Dans ce dossier, la Cour de cassation a pourtant déjà estimé leur constitution de partie civile irrecevable dans cette affaire, mais ils comptent bien défendre leur recevabilité dès l’ouverture des débats. « Aujourd’hui, dans la façon dont est rédigée l’infraction de financement du terrorisme, la Cour de cassation considère que l’incrimination de financement du terrorisme en tant que telle n’envisage pas la possibilité qu’une personne physique puisse être victime directe : le préjudice ne pourrait être reconnu que pour l’intérêt général, pas pour une personne physique », explique Clara Ernst-Mollier, juriste au cabinet Ancile qui représente 135 ex-salariés syriens.

Or « à partir du moment où on considère que le financement présumé a permis le maintien de l’usine qui ne fonctionne qu’avec ses salariés », et que ce financement visait notamment à assurer leur circulation et dans une certaine mesure leur sécurité, « rien que pour ça, la question mérite d’être posée du lien de causalité directe », insiste la juriste qui conclut : « Et étant donné ce qu’ils ont vécu, financer ces groupes armés a eu une réelle conséquence sur eux, très concrète et très directe. » Les nombreuses questions de procédures que comptent soulever les parties civiles comme la défense pourraient occuper plusieurs demi-journées d’audience et retarder l’entrée dans le fond des débats.
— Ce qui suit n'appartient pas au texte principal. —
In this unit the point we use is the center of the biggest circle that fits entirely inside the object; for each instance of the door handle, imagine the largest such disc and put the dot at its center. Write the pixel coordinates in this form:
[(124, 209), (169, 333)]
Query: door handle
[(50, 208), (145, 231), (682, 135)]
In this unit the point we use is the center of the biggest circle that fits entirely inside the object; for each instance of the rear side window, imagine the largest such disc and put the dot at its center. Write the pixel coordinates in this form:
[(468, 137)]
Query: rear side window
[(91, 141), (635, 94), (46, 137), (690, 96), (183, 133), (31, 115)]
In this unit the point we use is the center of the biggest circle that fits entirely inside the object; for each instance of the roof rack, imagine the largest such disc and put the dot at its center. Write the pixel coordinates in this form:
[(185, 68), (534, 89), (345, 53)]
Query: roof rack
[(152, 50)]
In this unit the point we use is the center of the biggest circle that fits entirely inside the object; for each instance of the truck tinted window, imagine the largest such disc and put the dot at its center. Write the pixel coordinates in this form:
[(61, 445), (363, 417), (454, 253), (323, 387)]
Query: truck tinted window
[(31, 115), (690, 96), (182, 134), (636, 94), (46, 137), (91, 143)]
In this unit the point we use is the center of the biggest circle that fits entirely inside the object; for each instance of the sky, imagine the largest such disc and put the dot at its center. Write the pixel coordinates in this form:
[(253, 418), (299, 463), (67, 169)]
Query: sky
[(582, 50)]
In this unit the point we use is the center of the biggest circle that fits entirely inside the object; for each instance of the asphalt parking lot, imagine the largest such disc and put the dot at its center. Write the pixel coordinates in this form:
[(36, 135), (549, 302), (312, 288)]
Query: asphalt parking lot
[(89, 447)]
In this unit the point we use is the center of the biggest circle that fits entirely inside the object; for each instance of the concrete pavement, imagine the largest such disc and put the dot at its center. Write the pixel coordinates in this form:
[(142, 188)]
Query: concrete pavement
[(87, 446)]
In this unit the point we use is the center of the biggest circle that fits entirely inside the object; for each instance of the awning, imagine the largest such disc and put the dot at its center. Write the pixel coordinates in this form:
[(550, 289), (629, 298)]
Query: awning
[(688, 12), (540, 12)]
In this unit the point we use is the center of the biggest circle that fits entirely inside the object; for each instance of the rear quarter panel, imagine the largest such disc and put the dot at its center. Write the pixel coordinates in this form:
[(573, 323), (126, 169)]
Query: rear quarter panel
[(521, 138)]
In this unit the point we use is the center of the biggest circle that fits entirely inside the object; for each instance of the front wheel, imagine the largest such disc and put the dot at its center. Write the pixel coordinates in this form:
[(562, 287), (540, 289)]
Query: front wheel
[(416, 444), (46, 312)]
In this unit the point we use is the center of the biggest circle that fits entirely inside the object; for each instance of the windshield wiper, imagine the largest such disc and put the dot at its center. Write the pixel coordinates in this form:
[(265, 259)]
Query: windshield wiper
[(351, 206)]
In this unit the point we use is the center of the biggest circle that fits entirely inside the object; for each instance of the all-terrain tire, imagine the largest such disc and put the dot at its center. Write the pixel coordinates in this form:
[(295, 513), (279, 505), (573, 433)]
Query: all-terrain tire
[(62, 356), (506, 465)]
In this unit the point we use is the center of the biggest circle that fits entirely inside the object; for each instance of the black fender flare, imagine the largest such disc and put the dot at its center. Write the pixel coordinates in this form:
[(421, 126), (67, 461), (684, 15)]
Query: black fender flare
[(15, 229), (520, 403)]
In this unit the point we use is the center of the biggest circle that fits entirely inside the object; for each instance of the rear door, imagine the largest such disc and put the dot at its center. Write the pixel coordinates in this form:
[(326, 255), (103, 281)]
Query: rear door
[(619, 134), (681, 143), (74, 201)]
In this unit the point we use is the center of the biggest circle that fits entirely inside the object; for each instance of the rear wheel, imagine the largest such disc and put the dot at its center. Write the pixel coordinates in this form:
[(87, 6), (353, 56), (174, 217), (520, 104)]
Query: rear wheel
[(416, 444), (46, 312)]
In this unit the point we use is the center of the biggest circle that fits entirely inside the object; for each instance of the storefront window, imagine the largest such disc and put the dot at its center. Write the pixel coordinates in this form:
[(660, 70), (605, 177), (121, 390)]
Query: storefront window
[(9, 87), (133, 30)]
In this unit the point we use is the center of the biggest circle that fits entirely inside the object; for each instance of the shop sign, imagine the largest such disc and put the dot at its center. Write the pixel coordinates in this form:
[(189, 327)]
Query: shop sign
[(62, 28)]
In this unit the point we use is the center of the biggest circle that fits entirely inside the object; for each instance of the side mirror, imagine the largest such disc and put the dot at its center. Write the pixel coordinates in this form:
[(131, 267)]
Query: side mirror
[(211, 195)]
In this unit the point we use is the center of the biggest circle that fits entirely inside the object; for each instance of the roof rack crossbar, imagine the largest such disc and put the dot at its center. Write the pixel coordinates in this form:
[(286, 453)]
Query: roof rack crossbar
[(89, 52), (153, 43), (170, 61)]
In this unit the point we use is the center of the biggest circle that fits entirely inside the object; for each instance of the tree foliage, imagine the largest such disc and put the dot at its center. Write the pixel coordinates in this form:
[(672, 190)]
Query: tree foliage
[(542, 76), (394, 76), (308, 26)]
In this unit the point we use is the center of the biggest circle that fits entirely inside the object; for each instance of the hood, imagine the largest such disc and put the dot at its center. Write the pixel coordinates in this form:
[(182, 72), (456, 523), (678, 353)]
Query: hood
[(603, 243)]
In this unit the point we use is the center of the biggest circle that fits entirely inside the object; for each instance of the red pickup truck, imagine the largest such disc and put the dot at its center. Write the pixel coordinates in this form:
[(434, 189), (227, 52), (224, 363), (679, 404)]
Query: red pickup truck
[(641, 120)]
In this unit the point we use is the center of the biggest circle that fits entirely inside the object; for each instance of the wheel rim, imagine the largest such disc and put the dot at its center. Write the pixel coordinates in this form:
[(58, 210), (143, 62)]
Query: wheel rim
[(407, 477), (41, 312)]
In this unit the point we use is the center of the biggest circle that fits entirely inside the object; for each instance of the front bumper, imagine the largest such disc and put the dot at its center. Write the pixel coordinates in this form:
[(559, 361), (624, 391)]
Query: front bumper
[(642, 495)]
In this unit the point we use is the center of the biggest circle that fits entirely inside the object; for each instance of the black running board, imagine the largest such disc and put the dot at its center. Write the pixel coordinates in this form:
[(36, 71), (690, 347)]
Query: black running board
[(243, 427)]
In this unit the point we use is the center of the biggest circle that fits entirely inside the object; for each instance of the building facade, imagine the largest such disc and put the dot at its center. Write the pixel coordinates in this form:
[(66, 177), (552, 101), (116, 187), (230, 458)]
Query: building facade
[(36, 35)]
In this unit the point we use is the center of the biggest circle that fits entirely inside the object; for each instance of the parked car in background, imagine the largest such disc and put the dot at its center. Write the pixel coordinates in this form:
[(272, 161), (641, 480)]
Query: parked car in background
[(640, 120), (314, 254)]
Lafarge encourt de fortes amendes

En tant que personne morale, Lafarge encourt jusqu’à 1,125 million d’euros d’amende pour le financement du terrorisme. Pour la violation d’embargo, l’amende encourue est nettement plus lourde, allant jusqu’à 10 fois le montant de l’infraction qui sera retenu in fine par la justice. Les prévenus personnes physiques risquent eux dix ans d’emprisonnement et 225 000 euros d’amende pour financement du terrorisme.

Par ailleurs, un autre volet de cette affaire est toujours en cours d’instruction : Lafarge a en été également été mis en examen pour complicité de crimes contre l’humanité en Syrie et en Irak. Le procès doit se tenir jusqu’au 16 décembre.